Bible Text: Mark 10:17-22
Full Draft of Sermon

One of theses days I’m going to write a novel with that title. It’s an allusion to Gen 31:19,32 and as with so much else from that Ur-Book, its a powerful story that we play out again and again like a musical fugue.

The Gospel text for this day is one of those repeats and an appropriate horror story as we get to Halloween. The contrasting character to Jesus is a man who knows he’s trapped by his household gods but can’t leave them. The task of discipleship is to learn to leave them behind. This man’s question is every man’s question or should be. That novel, amongst the characters, the protagonist is the one who in the eyes of the other characters has failed miserably but who is actually the only one who is free.

The big struggle this week was the question have I let the gospel predominate. I went back and forth in my pondering about that call to deep discipleship and how it might be taken. It could be a law proclamation of the second kind. All one might hear is the refrain to give up the idols and the application to do more and feel convicted. We know the responses when told to do something we really don’t want to do before we are ready to break the fugue. It could also be a law proclamation of the third kind. What must I do? Look at the commandments. That is how God intended us to live. Actually putting requirements back on people seems like a reversal of the gospel. If you are proclaiming the captives free, how then can you put the chains back on?

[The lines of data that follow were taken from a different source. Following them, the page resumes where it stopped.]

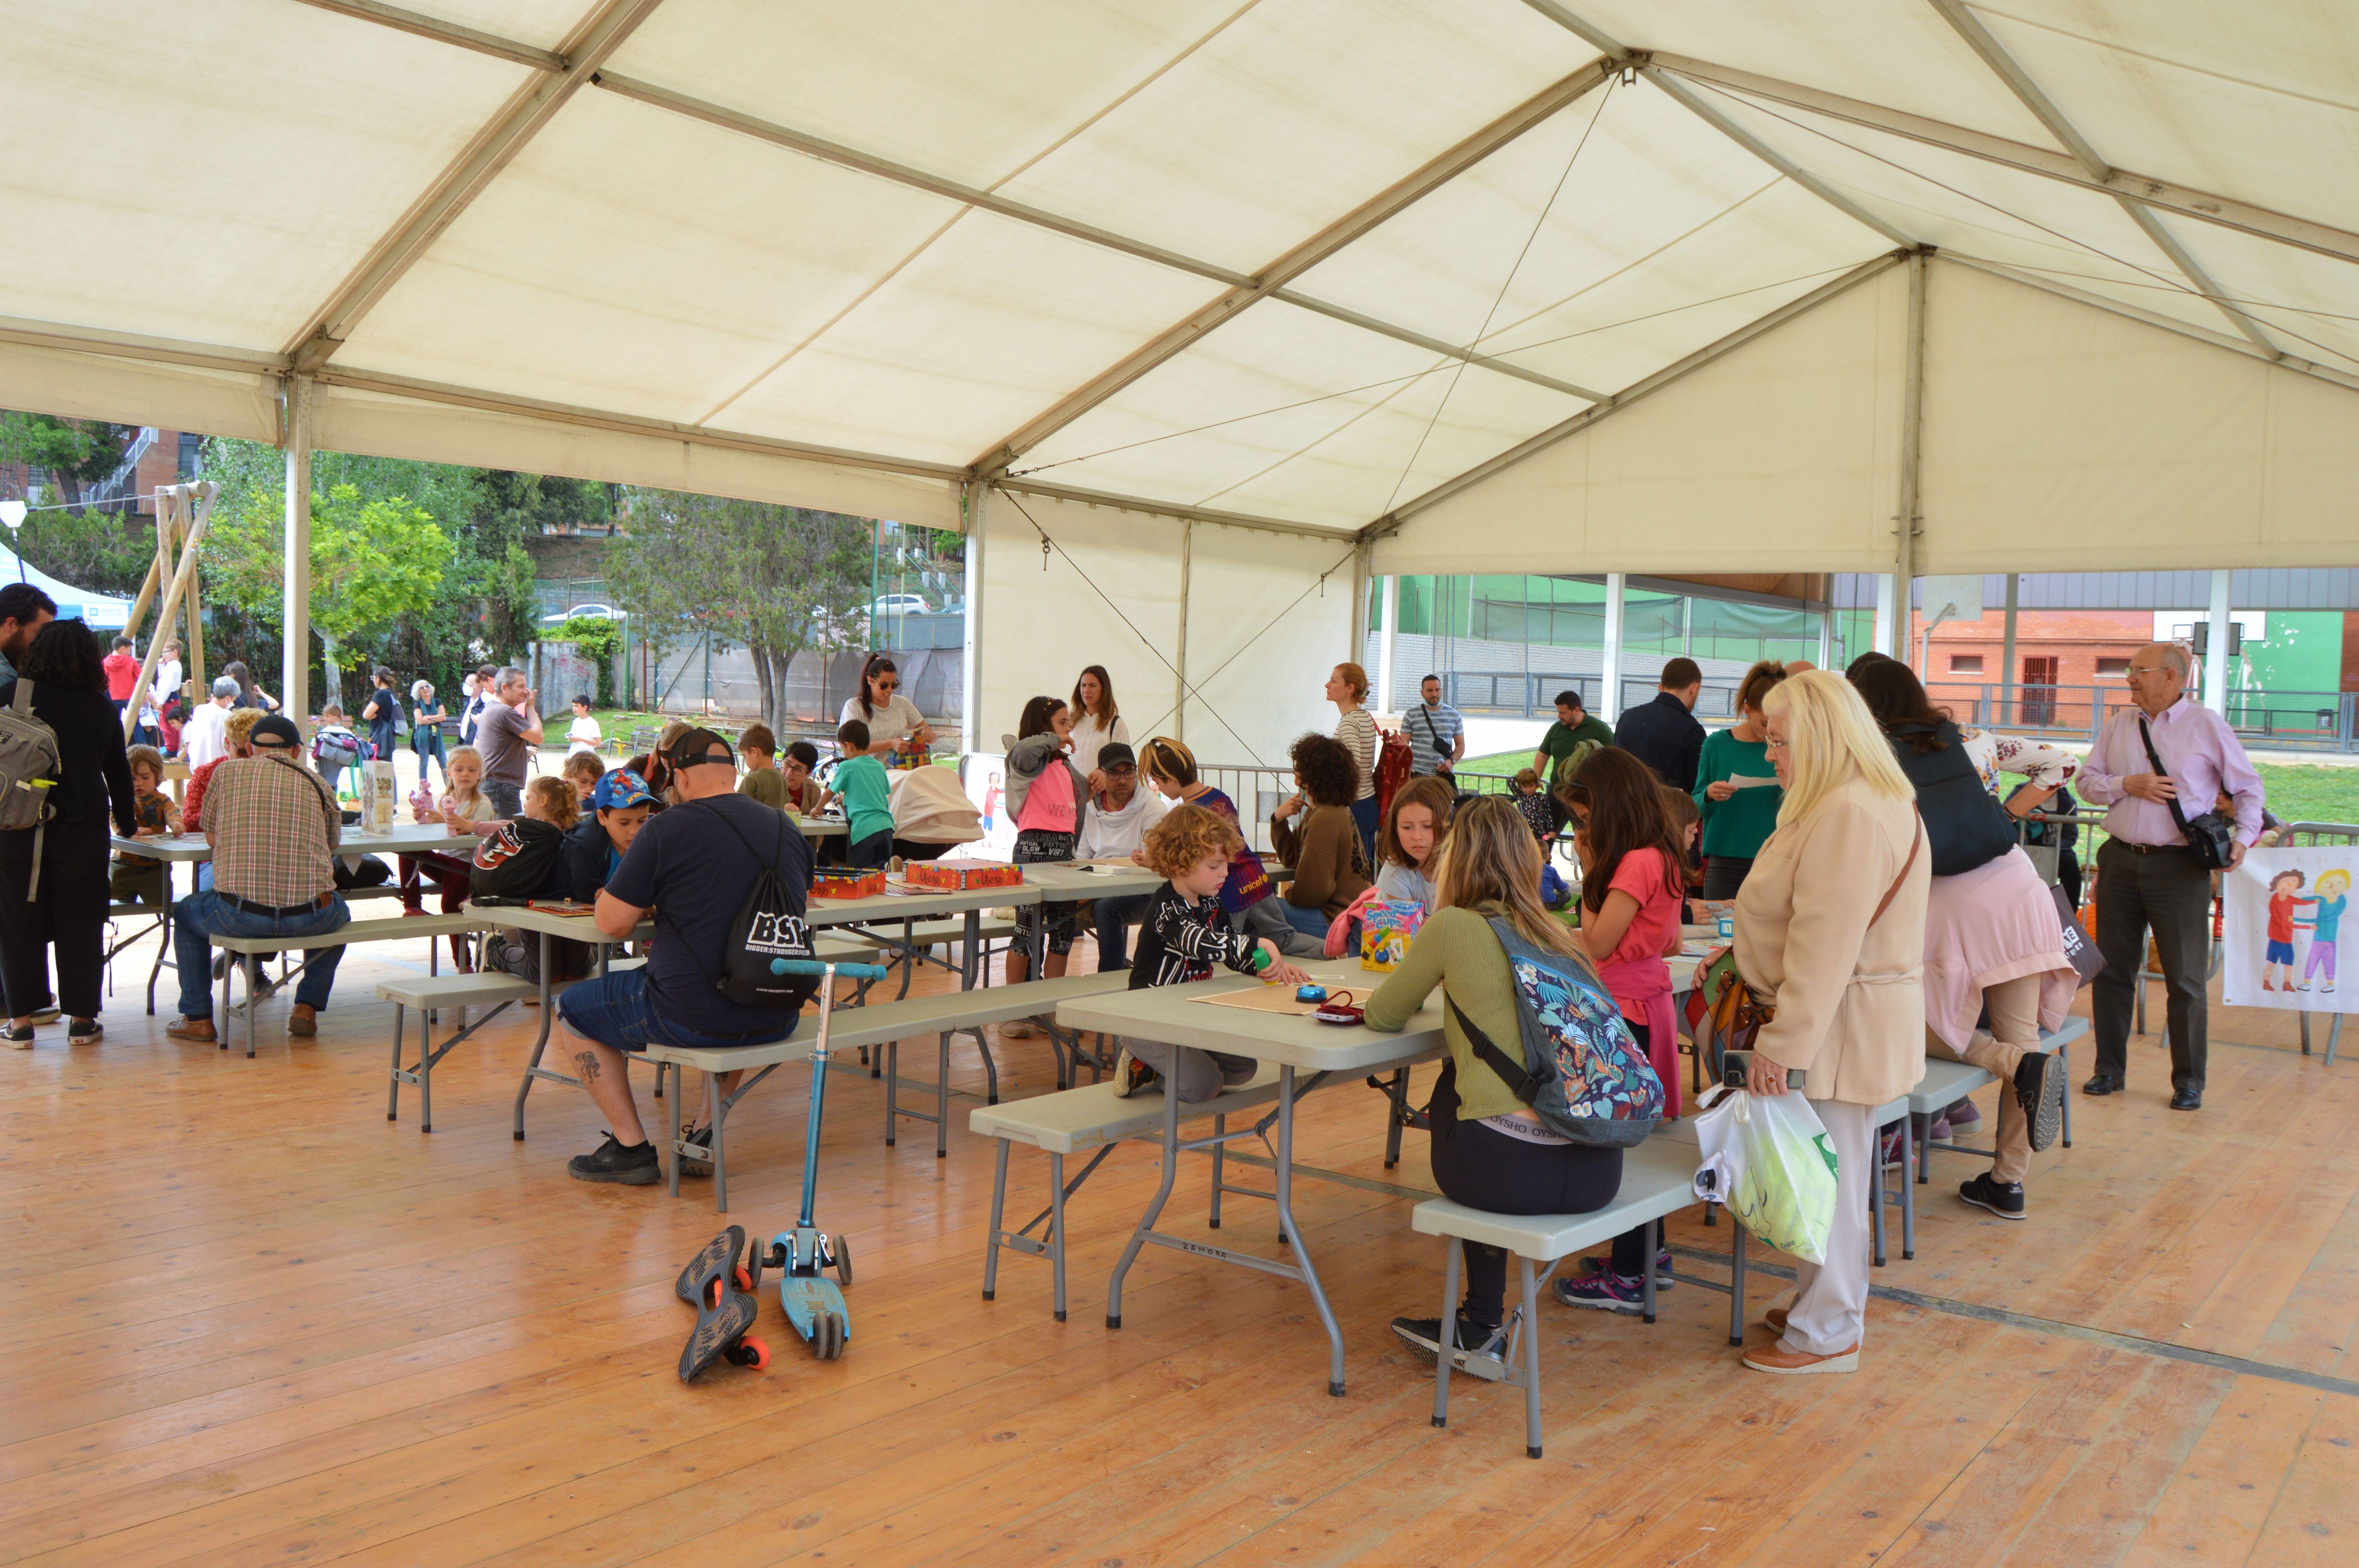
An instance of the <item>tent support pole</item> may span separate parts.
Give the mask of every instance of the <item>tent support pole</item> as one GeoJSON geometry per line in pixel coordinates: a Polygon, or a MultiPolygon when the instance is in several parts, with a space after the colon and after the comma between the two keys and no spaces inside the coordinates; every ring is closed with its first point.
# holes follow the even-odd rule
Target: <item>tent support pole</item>
{"type": "Polygon", "coordinates": [[[983,502],[988,489],[970,480],[961,487],[961,510],[966,524],[966,627],[962,635],[964,668],[959,672],[959,735],[961,751],[978,750],[983,733],[983,502]]]}
{"type": "Polygon", "coordinates": [[[1180,637],[1171,661],[1171,738],[1188,743],[1188,592],[1196,571],[1196,520],[1180,519],[1180,637]]]}
{"type": "Polygon", "coordinates": [[[1604,701],[1597,716],[1608,724],[1622,717],[1622,622],[1628,582],[1621,572],[1605,574],[1605,667],[1599,682],[1605,689],[1598,693],[1604,701]]]}
{"type": "Polygon", "coordinates": [[[1919,510],[1919,481],[1923,461],[1925,425],[1925,253],[1908,253],[1908,365],[1900,395],[1900,507],[1893,519],[1897,544],[1893,550],[1891,646],[1893,658],[1910,652],[1909,609],[1917,581],[1917,534],[1925,525],[1919,510]]]}
{"type": "Polygon", "coordinates": [[[1351,652],[1343,657],[1355,665],[1368,656],[1368,589],[1375,583],[1368,568],[1375,555],[1375,546],[1365,539],[1352,551],[1351,652]]]}
{"type": "Polygon", "coordinates": [[[287,378],[287,567],[278,700],[308,735],[311,712],[311,378],[287,378]]]}
{"type": "Polygon", "coordinates": [[[2211,622],[2203,645],[2203,706],[2222,718],[2228,715],[2228,568],[2212,573],[2211,622]]]}
{"type": "MultiPolygon", "coordinates": [[[[1376,608],[1376,704],[1379,712],[1393,709],[1393,683],[1400,668],[1400,578],[1385,579],[1384,599],[1376,608]]],[[[1407,711],[1403,709],[1403,711],[1407,711]]]]}
{"type": "MultiPolygon", "coordinates": [[[[1681,649],[1680,652],[1686,652],[1681,649]]],[[[1835,665],[1835,579],[1830,572],[1819,579],[1819,668],[1835,665]]]]}
{"type": "Polygon", "coordinates": [[[2015,617],[2017,601],[2022,595],[2023,574],[2006,574],[2006,633],[1998,650],[1998,721],[2015,722],[2015,698],[2007,695],[2015,689],[2015,617]]]}

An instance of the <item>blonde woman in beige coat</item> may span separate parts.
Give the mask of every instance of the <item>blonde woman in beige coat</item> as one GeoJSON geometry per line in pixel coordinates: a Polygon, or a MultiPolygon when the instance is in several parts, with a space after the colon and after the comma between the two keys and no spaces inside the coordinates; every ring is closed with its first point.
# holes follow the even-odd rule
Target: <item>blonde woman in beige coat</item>
{"type": "Polygon", "coordinates": [[[1925,1072],[1925,897],[1932,861],[1917,792],[1841,676],[1789,676],[1762,704],[1786,787],[1777,831],[1736,895],[1736,966],[1777,1017],[1754,1043],[1747,1087],[1799,1092],[1835,1151],[1824,1264],[1804,1263],[1778,1337],[1745,1353],[1757,1372],[1851,1372],[1867,1315],[1868,1190],[1875,1109],[1925,1072]],[[1881,913],[1879,914],[1879,908],[1881,913]]]}

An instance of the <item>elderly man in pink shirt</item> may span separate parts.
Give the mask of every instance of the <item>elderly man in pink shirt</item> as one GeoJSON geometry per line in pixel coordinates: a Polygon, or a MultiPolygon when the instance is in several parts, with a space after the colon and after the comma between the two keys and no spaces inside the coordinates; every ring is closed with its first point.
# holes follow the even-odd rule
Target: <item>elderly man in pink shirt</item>
{"type": "Polygon", "coordinates": [[[2212,873],[2188,847],[2170,803],[2190,820],[2220,796],[2236,803],[2236,860],[2261,831],[2260,775],[2228,721],[2187,696],[2187,650],[2151,643],[2130,660],[2136,706],[2114,714],[2073,787],[2110,806],[2106,843],[2097,856],[2097,950],[2105,956],[2090,1013],[2097,1035],[2096,1076],[2083,1094],[2121,1092],[2129,1065],[2130,1009],[2146,968],[2151,927],[2162,957],[2165,1017],[2170,1029],[2170,1108],[2203,1106],[2203,1065],[2211,1004],[2212,873]],[[2140,733],[2143,725],[2145,733],[2140,733]],[[2147,737],[2159,770],[2147,754],[2147,737]]]}

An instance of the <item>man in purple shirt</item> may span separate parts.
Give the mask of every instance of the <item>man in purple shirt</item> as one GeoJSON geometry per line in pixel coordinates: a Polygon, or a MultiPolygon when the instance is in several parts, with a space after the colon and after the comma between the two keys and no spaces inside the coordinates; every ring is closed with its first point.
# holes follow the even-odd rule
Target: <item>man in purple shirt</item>
{"type": "Polygon", "coordinates": [[[2221,795],[2236,803],[2234,860],[2261,831],[2261,778],[2228,721],[2187,693],[2187,650],[2150,643],[2130,660],[2136,706],[2115,713],[2072,787],[2110,806],[2098,852],[2097,950],[2105,957],[2090,1002],[2097,1035],[2097,1073],[2083,1094],[2117,1094],[2129,1065],[2130,1010],[2146,968],[2145,936],[2154,932],[2169,1005],[2170,1108],[2203,1105],[2203,1065],[2211,1004],[2204,971],[2211,957],[2212,873],[2196,860],[2172,820],[2170,802],[2190,820],[2221,795]],[[2143,725],[2162,759],[2147,755],[2143,725]]]}

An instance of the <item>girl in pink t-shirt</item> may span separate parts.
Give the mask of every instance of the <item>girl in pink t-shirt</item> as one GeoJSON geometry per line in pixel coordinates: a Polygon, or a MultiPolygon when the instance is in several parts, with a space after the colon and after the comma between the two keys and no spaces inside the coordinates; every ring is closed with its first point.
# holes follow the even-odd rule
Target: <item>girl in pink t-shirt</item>
{"type": "MultiPolygon", "coordinates": [[[[1663,1081],[1663,1114],[1680,1113],[1680,1044],[1671,1018],[1671,970],[1663,960],[1680,948],[1686,857],[1679,829],[1663,804],[1653,770],[1628,752],[1601,748],[1568,786],[1579,827],[1581,937],[1598,978],[1622,1009],[1639,1047],[1663,1081]]],[[[1647,1226],[1616,1237],[1610,1260],[1591,1260],[1591,1272],[1560,1279],[1557,1299],[1568,1306],[1608,1312],[1644,1310],[1647,1226]]],[[[1669,1259],[1656,1259],[1657,1285],[1669,1259]]]]}
{"type": "MultiPolygon", "coordinates": [[[[1038,865],[1073,858],[1073,839],[1081,827],[1082,801],[1088,784],[1066,760],[1072,745],[1073,717],[1063,699],[1036,697],[1024,705],[1015,741],[1007,749],[1007,798],[1016,818],[1016,863],[1038,865]]],[[[1016,912],[1017,942],[1007,955],[1007,983],[1020,984],[1032,975],[1032,932],[1049,923],[1049,950],[1040,965],[1041,977],[1054,979],[1065,972],[1073,950],[1073,927],[1081,905],[1074,903],[1035,904],[1016,912]]],[[[1010,1039],[1028,1039],[1027,1023],[1002,1024],[1010,1039]]]]}

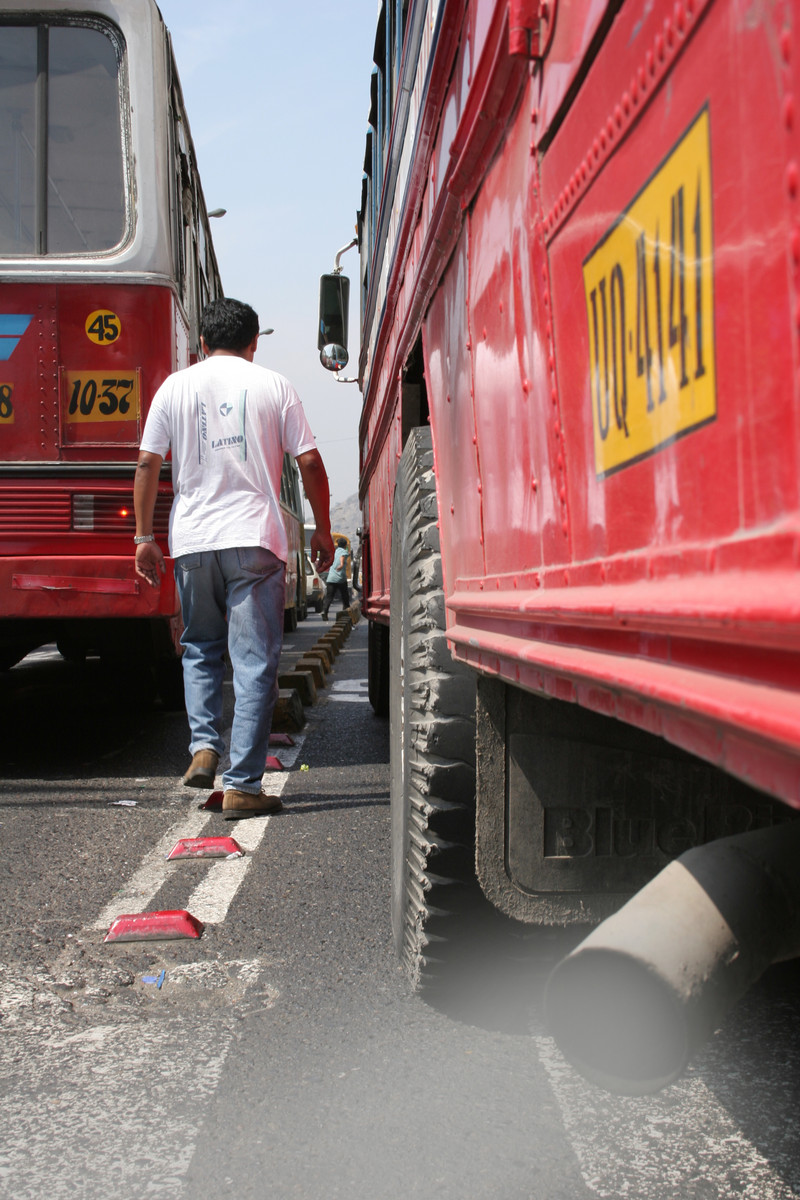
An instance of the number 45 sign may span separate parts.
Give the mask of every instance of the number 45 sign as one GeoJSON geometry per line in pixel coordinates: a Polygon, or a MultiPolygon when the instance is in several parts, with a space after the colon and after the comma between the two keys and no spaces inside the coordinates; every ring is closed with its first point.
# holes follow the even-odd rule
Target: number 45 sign
{"type": "Polygon", "coordinates": [[[115,342],[122,332],[122,322],[116,313],[100,308],[89,313],[85,329],[90,342],[97,346],[108,346],[115,342]]]}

But Jesus didn’t seem to have any such qualms about being explicit. And that gets to a core recognition of the gospel. We can talk about the gospel in those freedom metaphors, but the call to “follow me” is every bit as much the call of the gospel. We can get deep in the Lutheran weeds and get all worried about passive righteousness. We can piously mumble true words about “I cannot by my own reason of strength follow Jesus”. But in the midst of the Christian life there are moments where it certainly feels like a choice. Like the one Jesus put to the rich man. The choice is really do we hear the gospel and walk in the way Jesus has laid out for us, or do we go our own way. So what I hoped the sermon opened up was not a list of preacher saying you must do x – which would all be great things for the preacher – but a space for the hearer to ask that question – “what must I do?” – and hear Jesus’ answer. These are your household gods and need to be left behind. Whatever they might be.